UK inflation accelerated to the fastest pace in more than two years in January, forcing Bank of England Governor Mervyn King to explain to the government what will be done to tame price gains.
Consumer prices rose 4 per cent from a year earlier after a 3.7 per cent increase in December, the Office for National Statistics said today in London - the highest since November 2008.
The 14th month of inflation above the central bank's 2 per cent target is challenging Mr King's argument that the government's fiscal squeeze will contain price gains.
He will make a second public defence tomorrow when he presents the bank's quarterly economic forecasts amid dissent from policy makers Andrew Sentance and Martin Weale, who have called for higher interest rates to contain inflation expectations.
The pound fell as much as 0.3 per cent against the dollar and the euro after the report, and traded at $1.6045 and 84.36 pence per euro as of 9.43am in London. The yield on the 10- year gilt was down 1 basis point today at 3.831 per cent.
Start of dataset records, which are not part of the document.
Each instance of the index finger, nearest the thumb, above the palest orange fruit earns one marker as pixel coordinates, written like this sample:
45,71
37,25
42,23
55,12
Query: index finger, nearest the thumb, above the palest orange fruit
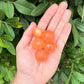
44,21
From the previous month, prices rose 0.1 per cent, the first increase in a January from December since records began in 1997. The gain was led by fuel, restaurants, alcohol and vehicles, which the statistics office said were particularly affected by an increase in the VAT rate. The cost of petrol as measured by the consumer-price index rose to a record £1.27 a litre last month.
Chancellor George Osborne raised the sales tax to 20 per cent from 17.5 per cent last month to help reduce the budget deficit. A similar increase a year ago added about 0.4 percentage points to inflation, the statistics office said. It will publish an estimate of the impact of this year's increase in April.
Retail-price inflation, a measure of the cost of living used in wage negotiations, was 5.1 per cent in January, the highest in eight months, from 4.8 per cent in December. On the month, prices by that measure increased 0.3 per cent. Excluding mortgage costs, retail-price inflation was 5.1 per cent.